How Personal Stories of Violence Can Change the Dynamic Between Trainers and Trainees
Early in 2018, Sharanya Gautam, Assistant Director at the Indian NGO Voices 4 Girls, travelled to the town of Jamshedpur in the state of Jharkand in eastern India to train community workers supporting adolescent empowerment.
The trainees worked in villages across Jharkand, organising small group discussions with local boys and girls. They had received numerous training sessions on health and nutrition, but Sharanya was one of the first trainers to broach the topics of mental health and gender-based violence.
Most of the trainees were older than Sharanya and the majority were raised in rural communities. While some held traditional views on gender roles, Sharanya recalled their willingness to talk openly about issues that remain taboo in some Indian communities.
“They talked about topics like menstruation, sexual relationships, and they apparently talk about love and all of that too—but they never really talk about sexual violence,” she said. When the topic of sexual violence against women was raised, the conversation became markedly more confrontational.
In a session on learning how to handle distress, Sharanya and her co-trainer discussed the question of how to respond if an adolescent boy or girl discloses that they have experienced violence. The group was receptive, but there was backlash when the issue of street harassment was raised.
Some of the trainees believed that women had a duty to defend themselves, and that if they did not respond—whether verbally or with physical force—that they had in some way forfeited their right to redress and support.
“It was clear that they thought women had to be responsible for their own protection, that they have to claim safety in public spaces, and it’s their fault if they aren’t able to do it. They thought that sharing details after the event was futile and unnecessary,” said Sharanya.
When the conversation reached an impasse, her co-trainer turned to storytelling. She spoke about how she was harassed in the street aged 11. She explained how someone groped her and ran away before she could react. She explained to the group how this event changed her whole experience of being in public spaces, and how it continues to affect her relationships today.
While many of the trainees started to understand through her testimony that disclosure is an important part of the healing process, one man was resistant to the idea. A two-hour long discussion ensued, but he refused to change his mind.
The next day, Sharanya and her co-trainer received anonymous evaluations from participants. On the whole, the reviews were glowing. “They said it was some of the best training they had ever had, but they were really unhappy that my co-facilitator had shared her experience of being harassed as a child,” Sharanya recalled.

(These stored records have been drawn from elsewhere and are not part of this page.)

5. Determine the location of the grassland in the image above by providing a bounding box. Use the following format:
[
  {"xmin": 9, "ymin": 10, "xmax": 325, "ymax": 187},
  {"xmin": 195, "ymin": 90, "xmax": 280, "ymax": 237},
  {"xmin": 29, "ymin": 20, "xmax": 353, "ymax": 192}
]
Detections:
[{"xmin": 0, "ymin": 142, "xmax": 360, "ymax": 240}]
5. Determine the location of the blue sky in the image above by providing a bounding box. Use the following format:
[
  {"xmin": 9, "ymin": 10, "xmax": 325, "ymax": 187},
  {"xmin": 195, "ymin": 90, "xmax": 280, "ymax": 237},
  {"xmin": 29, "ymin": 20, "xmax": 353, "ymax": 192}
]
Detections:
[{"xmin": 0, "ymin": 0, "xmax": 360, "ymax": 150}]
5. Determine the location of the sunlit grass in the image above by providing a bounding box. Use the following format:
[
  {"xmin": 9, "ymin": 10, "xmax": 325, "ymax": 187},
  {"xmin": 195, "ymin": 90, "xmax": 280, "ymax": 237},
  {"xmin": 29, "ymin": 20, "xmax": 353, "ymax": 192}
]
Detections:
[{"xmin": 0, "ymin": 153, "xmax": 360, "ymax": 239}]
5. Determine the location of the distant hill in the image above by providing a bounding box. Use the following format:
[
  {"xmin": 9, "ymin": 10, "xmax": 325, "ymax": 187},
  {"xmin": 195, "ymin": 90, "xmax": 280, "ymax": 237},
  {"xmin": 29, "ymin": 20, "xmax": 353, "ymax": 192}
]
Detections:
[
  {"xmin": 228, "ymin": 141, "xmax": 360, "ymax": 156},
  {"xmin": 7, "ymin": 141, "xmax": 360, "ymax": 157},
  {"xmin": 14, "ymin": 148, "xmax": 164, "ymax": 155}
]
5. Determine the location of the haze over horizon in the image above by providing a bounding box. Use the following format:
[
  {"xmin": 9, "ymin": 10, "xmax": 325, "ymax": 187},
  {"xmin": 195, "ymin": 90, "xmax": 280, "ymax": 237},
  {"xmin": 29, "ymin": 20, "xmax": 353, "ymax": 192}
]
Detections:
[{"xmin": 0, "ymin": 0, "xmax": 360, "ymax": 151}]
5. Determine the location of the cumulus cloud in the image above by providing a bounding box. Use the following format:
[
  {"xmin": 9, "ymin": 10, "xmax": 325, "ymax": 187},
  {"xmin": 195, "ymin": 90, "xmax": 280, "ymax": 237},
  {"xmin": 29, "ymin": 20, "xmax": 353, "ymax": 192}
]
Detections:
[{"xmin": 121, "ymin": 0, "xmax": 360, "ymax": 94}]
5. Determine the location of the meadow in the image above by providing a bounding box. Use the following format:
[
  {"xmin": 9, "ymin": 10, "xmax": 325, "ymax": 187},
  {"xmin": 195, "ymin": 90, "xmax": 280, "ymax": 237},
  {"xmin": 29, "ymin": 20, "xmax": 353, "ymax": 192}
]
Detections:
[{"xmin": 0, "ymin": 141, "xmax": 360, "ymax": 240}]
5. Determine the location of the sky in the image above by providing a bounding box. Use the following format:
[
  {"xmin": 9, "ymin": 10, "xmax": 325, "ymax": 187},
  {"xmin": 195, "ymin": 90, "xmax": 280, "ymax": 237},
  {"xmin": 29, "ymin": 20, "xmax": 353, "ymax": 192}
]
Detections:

Their objection, it seemed, was that the participants admired Sharanya and her co-trainer, but the disclosure of harassment had somehow tainted their perception of the two women trainers. “Their reaction was, ‘Now you’ve shared this story, we don’t see you as the same person that we wanted to, so we wished you hadn’t told us,’” Sharanya said. Even though, the trainees understood that sexual violence was prevalent, some couldn’t shift the idea that it taints a woman—even one they know and respect.
For Sharanya, this experience brought home an important lesson about the deeply ingrained nature of shame after sexual violence. “One of the major problems about how we engage with violence has a lot to do with the morality of being violated. There’s a lot of victim-blaming and victim-shaming. If you are violated, then you are seen as less like a whole person than somebody else,” said Sharanya.
Sharanya’s realised the importance of combating shame in Indian society and trying to dislocate the problem of violence from women’s dignity. For all of the rapport that she and her co-trainer had built with their trainees, social norms around the morality of women survivors still determined the trainees’ response to a woman’s disclosure of a violent experience. It was “eye-opening”, Sharanya said, and raised many questions that she is still grappling with:
- How can you combat sexual violence when women’s morality is at stake?
- How do we go about preventing violence in families, marriages, relationships, schools and workplaces when seeking redress itself is tainted with shame and morality?
Sharanya concluded that using personal experience and storytelling to open up honest discussions was useful to start a dialogue to unpack harmful gender stereotypes. However, a much more comprehensive, long-term approach needs to be developed to deal with the deeply ingrained norms around victim-shaming.
Sharanya’s work has focused on girls’ education, designing and implementing adolescent specific life skills, emotional health and community peer leadership programmes. She has worked with grassroots organisations and projects across India, and contributed through programme and curriculum design, formative research, capacity building and training, process and programme documentation, and communications. Currently, she is working with CorStone, a non-profit that runs adolescent girl focused personal resilience programmes in government schools in Bihar. Sharanya was a Chevening Scholar (2016-17), and has post graduate degrees in Social Policy and Planning (London School of Economics, 2017), and Media and Cultural Studies (Tata Institute of Social Sciences, Mumbai, 2010). Sharanya currently lives in New Delhi.